Every marketing team needs a measure to evaluate the quality of leads. Hence the importance of knowing what an MQL lead or marketing qualified lead is.

The goal of marketing is to drive revenue. The strategy and tactics used to achieve that goal will vary depending on your market, your positioning, and the products/services you sell. However, every marketing team on the planet needs some measure to evaluate lead quality. To grow and scale, your marketing team needs to know who your best leads are and where they come from.

That’s where the marketing qualified lead (MQL) comes into play. An MQL is a lead that marketing believes has a higher probability of becoming a paying customer.

Even if you don’t have an MQL strategy, you should understand the concept behind MQL. It will help you structure your demand generation activities or prepare a product-based marketing strategy. 

Let’s dive deeper into the MQL metric.

What is an MQL lead or marketing qualified lead?

A marketing qualified lead (MQL) is a lead that marketing believes will become a paying customer based on behavioral, demographic, and firmographic attributes. For example, marketing may define an MQL as someone who meets the following criteria:

  • You have submitted a demo request form
  • It has a good geography
  • It belongs to a good sector

The intent of implementing an MQL lead process is to streamline the way marketing passes qualified leads to sales. Beyond that purpose, you have plenty of room to establish your own definition of an MQL.

Knowing what an MQL lead is will help you understand your customers’ profiles. It’s important to have the data points in your marketing automation platform, like HubSpot. An MQL lead is a potential customer that meets enough data from your profile to justify additional sales follow-up.

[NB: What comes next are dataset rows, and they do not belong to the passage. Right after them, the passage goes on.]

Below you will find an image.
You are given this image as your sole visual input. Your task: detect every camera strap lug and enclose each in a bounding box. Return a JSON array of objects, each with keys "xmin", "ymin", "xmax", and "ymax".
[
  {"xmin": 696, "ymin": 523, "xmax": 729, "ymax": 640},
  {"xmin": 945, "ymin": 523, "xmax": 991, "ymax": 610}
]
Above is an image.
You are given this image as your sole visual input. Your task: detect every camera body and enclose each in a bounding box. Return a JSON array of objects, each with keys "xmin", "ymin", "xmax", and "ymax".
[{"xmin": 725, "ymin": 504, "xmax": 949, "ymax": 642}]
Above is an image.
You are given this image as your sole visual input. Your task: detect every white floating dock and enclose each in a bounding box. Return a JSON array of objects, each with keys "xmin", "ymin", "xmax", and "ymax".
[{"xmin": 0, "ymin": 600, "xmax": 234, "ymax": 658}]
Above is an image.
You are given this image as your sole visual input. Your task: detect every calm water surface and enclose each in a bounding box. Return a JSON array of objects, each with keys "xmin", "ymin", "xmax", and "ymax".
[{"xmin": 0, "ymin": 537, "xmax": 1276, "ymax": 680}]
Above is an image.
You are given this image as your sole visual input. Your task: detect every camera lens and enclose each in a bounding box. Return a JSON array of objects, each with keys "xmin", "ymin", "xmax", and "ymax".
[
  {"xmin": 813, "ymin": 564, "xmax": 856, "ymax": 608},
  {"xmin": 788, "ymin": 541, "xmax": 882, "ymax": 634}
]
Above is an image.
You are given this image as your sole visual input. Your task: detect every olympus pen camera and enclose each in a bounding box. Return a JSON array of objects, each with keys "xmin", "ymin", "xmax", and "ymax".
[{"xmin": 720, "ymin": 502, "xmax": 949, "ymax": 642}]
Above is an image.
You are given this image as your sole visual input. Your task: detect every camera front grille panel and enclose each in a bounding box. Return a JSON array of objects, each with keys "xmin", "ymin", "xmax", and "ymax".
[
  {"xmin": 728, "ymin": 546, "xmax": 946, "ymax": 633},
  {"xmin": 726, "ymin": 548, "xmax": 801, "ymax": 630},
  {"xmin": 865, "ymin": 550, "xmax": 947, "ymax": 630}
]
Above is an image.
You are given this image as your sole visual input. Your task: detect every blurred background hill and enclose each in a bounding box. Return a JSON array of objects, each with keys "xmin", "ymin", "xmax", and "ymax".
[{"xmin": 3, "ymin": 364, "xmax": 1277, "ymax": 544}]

Who should follow up on an MQL lead or marketing qualified lead?

Marketers need a metric to evaluate the quality of the leads they generate. An MQL lead is a well-established metric that does this, but you may have other metrics instead. In that sense, every marketing team should track MQL leads or an equivalent metric to indicate the quality of leads.

The need to track MQLs leads will become evident once you have implemented a CRM and marketing automation platform. Your sales and marketing team will need to discuss which team works with leads at certain stages of the lifecycle, and how to facilitate that delivery point, both in terms of external communications and lead management processes.

Why is the MQL lead metric important?

Knowing what an MQL lead is and tracking this metric is important because it serves as a bridge between sales and marketing. 

It tells the marketing department how many leads they have generated for the sales team and can serve as a basis for meeting a certain quota each week or month. For sales, it is used as the first step in the inbound sales funnel, indicating how many new qualified leads are ready to follow up.

The MQL lead metric is really the result of establishing a process for sales and marketing. The count of contacts that reach the marketing qualified lead stage comprises the metric you will monitor, but the process is more nuanced and has implications for sales and marketing teams. 

Since this metric is the transition point from marketing to sales, it should facilitate conversations about quality and quantity. Ideally, MQL leads should be accepted by sales and worked on by sales at a high percentage. If sales reject a high percentage of MQL leads, then the quality is low and the definition needs to be adjusted.

In short, lead MQL is more than a measure or KPI. It has several functions:

  • A forcing function to organize your sales and marketing lead handoff process
  • An optimization metric. You can evaluate the early stages of your sales process and observe the conversion of leads to potential customers to see the degree of conversion of the contacts in your database.
  • Establishing objectives and optimizing programs. For example, optimizing a demo request campaign

How do you track an MQL lead?

Now that you know what an MQL lead is, let’s learn how to track them. It can be in your marketing automation platform or CRM (or both). Tools like HubSpot, Marketo, Salesforce, and others provide you with both the means to communicate with MQL leads and implement a process.

The key here is to come up with a business definition of an MQL and translate it into your contact database. For example, if you work at HubSpot you might want to implement a lead scoring program that evaluates the attributes of each contact and assigns scores. Next, you’ll set a “threshold” that indicates that a lead is now an MQL lead. 

One interesting thing to keep in mind about MQL leads is that it is a “transitional” phase. Once a lead is converted to an MQL lead, it should quickly move into the sales funnel. Your MQLs lead list will be quite fluid – each day you will see new contacts added and older contacts deleted. In HubSpot, for example, an MQL lead should progress to the Sales Qualified Lead (SQL) phase. For this reason, you will have to use timestamps to count MQL leads generated during a given period.